In consultation with the nurse manager, consultant and NHS Forth Valley, Alister and Frank made the case for a different approach and, in 2016, that saw the link nurse service evolve into the Dementia Outreach Team.

Although Alister retired last year, he was able to see the fruits of their labour in action.

Frank is now supported by fellow charge nurse Angela Kane, two staff nurses, two health care assistants and a Stirling Council social worker, with plans for Falkirk Council to appoint one too.

It’s still a small team to cover the whole of the Forth Valley area but they pride themselves on dealing with situations quickly, with the aim of preventing unnecessary admissions to the area’s hospital.

Frank said: “We aim to visit the person within two working days of referral to head off crisis situations, whether that be for the patient, their family or carer.

“Outreach nurses carry out a comprehensive assessment and provide advice, practical assistance and support to patients, family members and carers.

“Our aim is to avoid what could become a crisis and, wherever possible, prevent the patient having to be admitted to hospital.

“If people need help urgently, we can get someone out to them quickly.

“The first referral needs to come from their GP or social worker.

“However once we have worked with a family, if they need our help again, they can self-refer back to us.

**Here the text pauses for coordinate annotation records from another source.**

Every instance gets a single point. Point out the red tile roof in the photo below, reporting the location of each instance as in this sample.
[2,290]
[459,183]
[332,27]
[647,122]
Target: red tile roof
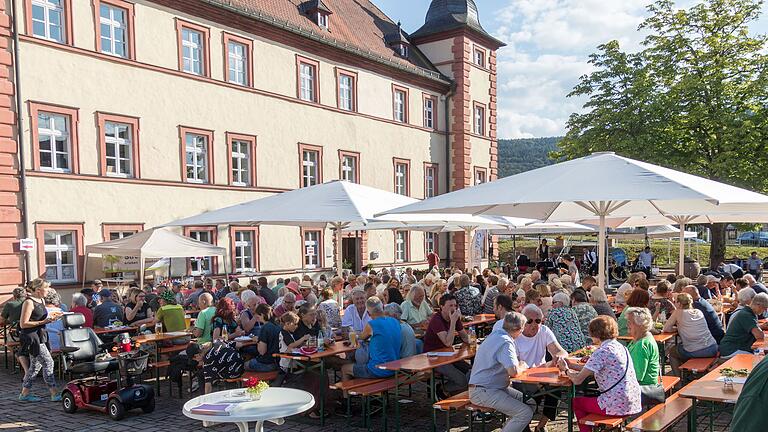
[355,24]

“They don’t have to go back to their GP if they hit another bump in the road – they can call us any time.”

The service works from 9am to 5pm, Monday to Friday, offering intensive support for an initial six-week period, after which the patient’s care and support package will be reviewed.

Frank said: “Our aim is to ensure that people who have a diagnosis of dementia have as good a life as possible.

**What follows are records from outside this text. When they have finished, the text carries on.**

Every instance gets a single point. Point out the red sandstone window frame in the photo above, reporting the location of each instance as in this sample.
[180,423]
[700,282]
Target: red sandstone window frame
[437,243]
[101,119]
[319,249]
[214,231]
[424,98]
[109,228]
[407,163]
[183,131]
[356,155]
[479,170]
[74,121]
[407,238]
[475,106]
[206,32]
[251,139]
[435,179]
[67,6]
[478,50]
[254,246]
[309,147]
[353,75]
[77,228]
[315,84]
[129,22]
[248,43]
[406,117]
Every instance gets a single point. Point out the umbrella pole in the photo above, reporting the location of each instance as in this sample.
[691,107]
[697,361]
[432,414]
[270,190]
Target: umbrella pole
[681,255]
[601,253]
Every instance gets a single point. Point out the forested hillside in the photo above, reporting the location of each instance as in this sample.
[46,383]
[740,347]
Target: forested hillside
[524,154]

“Carers’ stress is a big issue which is why we are there for the whole family and not just the patient.

“It can become more and more difficult for a husband, wife, son or daughter to look after someone with the illness so we’re there to offer them support and advice too.

“We can also signpost them to other agencies that can help, such as the Falkirk Carers Centre.

“When people are in crisis, they don’t want to wait eight to 12 weeks to see someone.

“That’s why we aim to see new referrals within a couple of days and because we have a multi-disciplinary team, it brings services together to make life easier for patients and carers.”

As dementia affects people in so many different ways, often knowledge is a powerful tool.

Frank explained: “We can provide information about the illness and strategies for coping with it.

“With dementia, one size does not fit all – everyone has different problems.

“That’s why the service is tailored to meet the patients’ and families’ needs, rather than being based on what we think they need.”

The new premises in Airth were crucial to the team and Alzheimer Scotland moving in next door is also a bonus.

Frank said: “In Stirling, we’d outgrown the space.

“The Airth premises are ideal for our needs now and we’re delighted that our colleagues from Alzheimer Scotland are moving in as it will make it easier to interact with them too.”

In the last three years, the outreach team has helped hundreds of local families facing crises but, often, they see the same patients, time and again.

Explaining why, Frank added: “We’re here to help improve the quality of people’s lives but dementia is a progressive illness, so we do tend to see people again and again.

“We’re not a massive team which is why we dip in and out; we help families overcome problems until they need us again.

“It helps to streamline the process if we can help not only the patient but their carers and families too.

“Families want help when they need it and I’d like to think we’ve achieved that in the last three years.”